Led by the avuncular Walter Cronkite, mainstream media in the Republic of Vietnam "defined battle(s) in a way that favor[ed] the enemy, regardless of the facts," Mr. Robbins writes tellingly. One military man curtly said, "The Viet Cong can't beat us, but the New York Times and CBS-TV can." Some criticism can be laid off on media as a straw man, but not all, in this writer's opinion.
Sound familiar?
Boy, those Dems sure know how to lose a war, don't they?
Commonly held misconceptions about the Tet Offensive, a series of attacks by Viet Cong (VC) and North Vietnamese forces during the Vietnamese holiday of that name in 1968, have credited it as a pivotal victory for the communists in the Vietnam War. But was it indeed a win for the enemy?
Conventional wisdom holds that Tet was the turning point in public perception of this war, as its purposefulness to our geopolitical interests was called into question. That might well be so, but a public presumption that Tet was a triumph for the enemy is mightily challenged in "This Time We Win," a groundbreaking new book by James S. Robbins.
Mr. Robbins, editorial writer on foreign affairs at The Washington Times, painstakingly retraces the bloody clashes and their aftermath, shredding the notion that the offensive was a victory, other than Pyrrhic, for the VC and its allies, the regulars in PAVN (the People's Army of [North] Vietnam). Using the enemy's postwar documents, Mr. Robbins maintains that Tet weakened it to the point of near collapse, severely wounding the insurgents' infrastructure.
<<snip>>
Americans' lack of resolve became our Achilles' heel, Mr. Robbins concludes, for losing a war actually won, and won repeatedly, on the battlefield. The "peace movement" stoked by dour war assessments ("unwinnable," was it?) likely prolonged the conflict, a view held by Mr. Robbins and other Vietnam War scholars. Significantly, more than half of U.S. combat deaths occurred after Tet of 1968, when victory, it seemed, was at hand.
Another casualty, particularly among the military, was trust in media. Before that, a certain respect was engendered by "the press." After Vietnam reporting, mostly from the safety of Saigon hotel balconies, a distrust, even disgust, among us GIs surrounded our perception of civilian media. It continues today, a sad legacy of the Vietnam War, incited again by coverage from Iraq and now from Afghanistan. Military folks may well ask, "Whose side are they on?"

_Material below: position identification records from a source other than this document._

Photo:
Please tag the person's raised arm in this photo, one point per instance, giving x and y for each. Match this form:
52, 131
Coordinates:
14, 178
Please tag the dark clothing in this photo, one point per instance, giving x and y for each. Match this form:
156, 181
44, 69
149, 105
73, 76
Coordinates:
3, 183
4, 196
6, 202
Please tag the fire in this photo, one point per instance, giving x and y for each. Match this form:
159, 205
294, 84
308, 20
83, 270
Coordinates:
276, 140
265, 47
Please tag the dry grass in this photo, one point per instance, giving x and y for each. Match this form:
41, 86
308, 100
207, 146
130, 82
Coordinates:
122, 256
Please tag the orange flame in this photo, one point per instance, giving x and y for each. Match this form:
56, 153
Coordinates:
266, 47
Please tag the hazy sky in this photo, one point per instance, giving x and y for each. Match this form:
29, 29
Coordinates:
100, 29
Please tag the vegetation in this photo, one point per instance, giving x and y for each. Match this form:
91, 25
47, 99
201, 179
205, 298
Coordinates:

Led by the avuncular Walter Cronkite, mainstream media in the Republic of Vietnam "defined battle(s) in a way that favor[ed] the enemy, regardless of the facts," Mr. Robbins writes tellingly. One military man curtly said, "The Viet Cong can't beat us, but the New York Times and CBS-TV can." Some criticism can be laid off on media as a straw man, but not all, in this writer's opinion.
Sound familiar?
Boy, those Dems sure know how to lose a war, don't they?